台湾から上智・ロシア語学科への留学

国立台湾大学(卒業)
堤 縁華

大家好(みなさん、こんにちは)、国立台湾大学から上智大学・ロシア語学科への留学生・堤縁華でした!

いきなり過去形で終わってしまいました。というのも、上智に留学していたのは2018年10月から2019年3月までの半年間だったのです。しかしありがたいことに、今でもロシア語学科の皆さんと関わりを持たせていただいています。

現在は国立台湾大学を卒業し、来年春から日本の大学院に進学予定ですが、まさに上智大学への留学がこのような決断につながったと言っても過言ではありません。

台湾から日本のロシア語科にやってくるハーフの留学生はとても珍しい存在な訳ですが、内なる外から見た上智大学や日本に関する雑感を、思い出しながら書いてみたいと思います。

ロシア文化ゼミでアゼルバイジャンとアルメニアの話をまくしたてる筆者

『二葉亭先生ありがとう』

ロシアへの関心は日本の方が台湾よりも数段上だと感じています。歴史的、政治的な関係の深さが原因なのでしょうが、未だ英語から訳した『罪と罰』が流通している台湾と比べ、新しい訳が次々に出版される日本は、私にとってとても眩しい存在です。ただ、怠惰ゆえ、なんでも訳を通して読めてしまうのは、危険な誘惑であるとも感じています。

『ソフィア(上智・叡智)の国』

私はロシアと日本のどちらで大学院に進学するか悩んでいました。結果的に日本に決めたのは、上智であまりにも素敵な先生方に恵まれたことと、何より日本人の知的好奇心の高さに感銘を受けたからです。

突然ですが、私は東京在住の学生が当たり前のように地理の話をすることにとても驚きました(偏見でしょうか?)。個人的な話をするのがまだ不躾な段階で、最寄り駅の話題になった瞬間に脳内の路線図を辿り、「あそこのラーメン美味しいよね」的な会話をするのには、どれほど情報を汲みながら生きなきゃならんのだ、と思いました。

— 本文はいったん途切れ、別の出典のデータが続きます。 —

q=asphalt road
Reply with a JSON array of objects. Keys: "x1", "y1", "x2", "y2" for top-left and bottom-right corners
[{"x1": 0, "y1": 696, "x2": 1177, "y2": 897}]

これは個人差のある例かもしれませんが、雑多な知識を持てる環境と持とうとする姿勢は、ゼミや授業を通しても感じ取りました。タイーロフ(ロシア・ソ連で活躍した演出家)とか知らなかった。くらくら。

『大国の愛と悲しみ』

一方で、当たり前なのですが、どうしてもロシア語がчужой(「他国の・外国の」の意味)とも感じました。私は台湾で、外国語の勉強にあたっては、身につけることやなりきることをなんとなく目指してきました。ペラペラを目指すばかりで、なれないばかりか、中身までペラペラになってしまったわけですが(笑)。

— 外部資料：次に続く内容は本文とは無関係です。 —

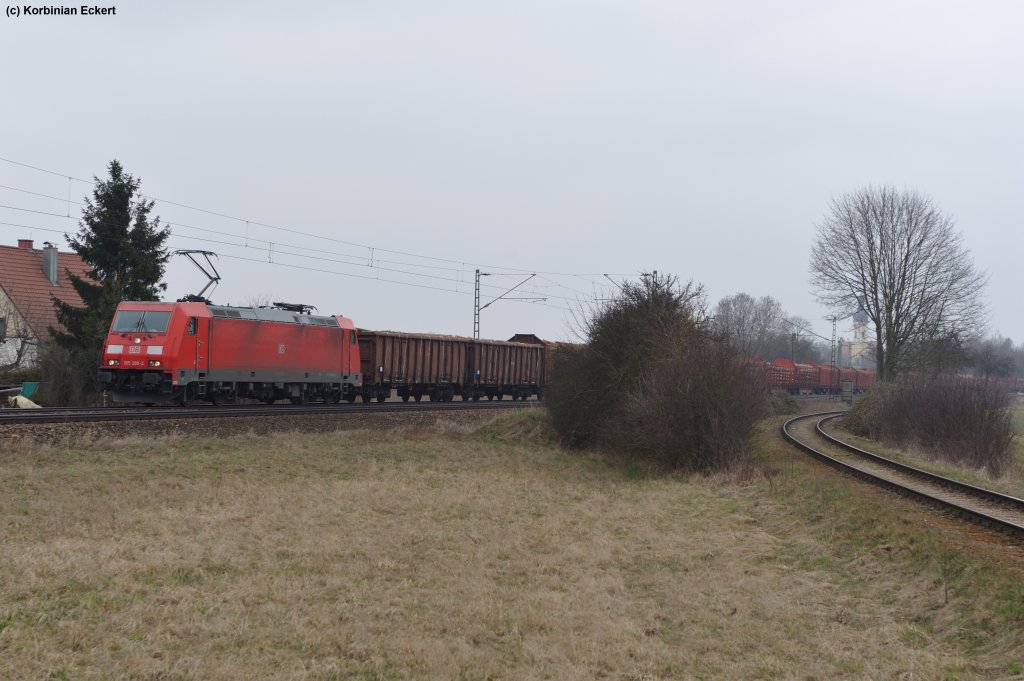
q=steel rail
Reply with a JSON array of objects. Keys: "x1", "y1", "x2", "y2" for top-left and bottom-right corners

上智ではロシアに関する様々な授業が取れる一方、良くも悪くも読解や翻訳に重点が置かれがちだと感じました。ネイティブの先生方も日本語堪能で、全体的には日本語の脳味噌でロシア語に取り組んでいる印象を抱きました。

日本では今でも西洋の学問が「他者」へ入り込むためではなく、あくまで「自我」を豊富にするためのツールであるという勝手な感想を抱きました。台湾の外へ出たがる風潮とは根本的に違います。日本、強い。

 

これら以外にも、満員電車から6号館の美しいトイレまで、驚きと思い出がたくさんありました。たくさんあり過ぎて、留学直後は文にまとめられず、帰国後、時間が経ってからの投稿になってしまいました。このブログに投稿するチャンスを与えてくださった秋山先生、ゼミの恩師である村田先生や素敵な先生方、そして上智のみなさま、ありがとうございます。またの交流を楽しみに、東京の地理をいっぱい勉強しておきますね。